Doug, why bring OHMS into the classroom?

It was not my original intention when I created OHMS to have students in the classroom working on the back-end. But once the Nunn Center began to increase our indexing efforts, we began to learn a great deal about indexing that shaped policies and workflow. Most of all, I saw the student workers really engaging with oral history in a new way. I originally tested the concept of using students in a classroom setting with a graduate Library Science course that I was teaching. OHMS provided the class with an engaging opportunity to learn something completely new about metadata, and incorporate a digital humanities element into the course. At the time we did not have very well developed tutorials for OHMS, so I was not expecting much in term of the outcome. That said, I was blown away when the interview indexes were turned in. The quality of the index was outstanding. I had the students write reflective papers on the process and got some really great feedback—they loved the opportunity to contribute to what the Nunn Center was doing and loved working with OHMS. The project provided a real opportunity to enhance the quality of pedagogy—to connect the classroom more directly to the archive. When UK Professor Jan Fernheimer and I connected, I was eager to put OHMS to the test in an undergraduate classroom. As the article suggests, the experiment was an incredible success. 

Why did you feel it important to co-write the piece?

From the beginning we felt like we were creating a collaborative model, so there was no doubt when we began looking back at the experience that we needed all three voices present in the article. I have written a great deal about OHMS, but never from this perspective. What really made this successful was Professor Fernheimer’s course design and energy. She was willing to experiment and was flexible enough to roll with variables that presented themselves during the semester. I think I can speak for Jan when I say that both of us were adamant that we needed student voices represented in this article—and not just in the form of quotations from their papers. Rachel Dixon’s perspective on being a student in that class is what makes this article so very powerful and the impact of OHMS as a pedagogical tool so real. I think there should be much more collaboration with regard to scholarship, especially integrating students into the process.

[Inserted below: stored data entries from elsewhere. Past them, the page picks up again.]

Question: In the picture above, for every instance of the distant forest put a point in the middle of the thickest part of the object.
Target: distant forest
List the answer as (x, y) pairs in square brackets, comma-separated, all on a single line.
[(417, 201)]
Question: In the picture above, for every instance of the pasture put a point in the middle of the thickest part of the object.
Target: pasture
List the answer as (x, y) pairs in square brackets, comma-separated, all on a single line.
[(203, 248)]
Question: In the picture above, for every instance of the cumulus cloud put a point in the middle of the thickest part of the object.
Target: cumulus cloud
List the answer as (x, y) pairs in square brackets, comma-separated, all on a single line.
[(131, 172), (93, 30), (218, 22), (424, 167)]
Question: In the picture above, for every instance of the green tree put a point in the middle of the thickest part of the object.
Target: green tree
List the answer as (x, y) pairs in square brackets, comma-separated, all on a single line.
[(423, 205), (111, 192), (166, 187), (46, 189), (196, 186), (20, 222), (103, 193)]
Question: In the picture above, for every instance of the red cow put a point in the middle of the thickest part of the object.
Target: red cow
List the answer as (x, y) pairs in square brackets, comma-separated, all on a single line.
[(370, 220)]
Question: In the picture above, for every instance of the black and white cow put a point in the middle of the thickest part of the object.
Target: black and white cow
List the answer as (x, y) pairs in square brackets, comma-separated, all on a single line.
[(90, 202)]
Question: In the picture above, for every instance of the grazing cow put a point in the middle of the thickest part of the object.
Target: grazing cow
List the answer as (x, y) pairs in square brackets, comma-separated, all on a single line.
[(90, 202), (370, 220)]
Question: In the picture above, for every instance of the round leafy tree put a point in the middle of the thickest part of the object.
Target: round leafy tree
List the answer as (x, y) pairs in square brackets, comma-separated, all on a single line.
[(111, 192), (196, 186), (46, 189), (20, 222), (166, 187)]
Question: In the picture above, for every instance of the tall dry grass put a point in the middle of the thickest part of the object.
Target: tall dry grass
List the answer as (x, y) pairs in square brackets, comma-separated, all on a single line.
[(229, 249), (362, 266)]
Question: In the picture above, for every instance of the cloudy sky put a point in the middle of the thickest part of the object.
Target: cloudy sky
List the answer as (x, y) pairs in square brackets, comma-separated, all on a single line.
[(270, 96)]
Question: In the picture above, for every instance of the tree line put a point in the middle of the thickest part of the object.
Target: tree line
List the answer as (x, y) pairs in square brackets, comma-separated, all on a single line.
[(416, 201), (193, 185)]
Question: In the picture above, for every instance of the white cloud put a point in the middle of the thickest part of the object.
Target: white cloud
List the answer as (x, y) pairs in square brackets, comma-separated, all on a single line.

Have you brought OHMS into other classrooms? What were the results?

As a matter of fact, yes. Since the article was originally submitted, I used the experiences gleaned from working with Professor Fernheimer’s classes when presented with the opportunity to work with Charlie Hardy and Janneken Smucker at West Chester University this year. Charlie and Janneken were teaching a digital history course and wanted to utilize OHMS to present interviews Charlie conducted back in the 1980s that documented the First Great Migration North to Philadelphia (the interviews had been archived at the Nunn Center). By the end of the semester, the students had used OHMS and Omeka to produce the Goin’ North website that won the 2015 Oral History Association Award for Use of Oral History in a Non Print Format. I am so proud of this collaboration. It was largely built on the lessons learned from the original collaboration presented in our article and really takes the model of using OHMS as a pedagogical tool to the next level.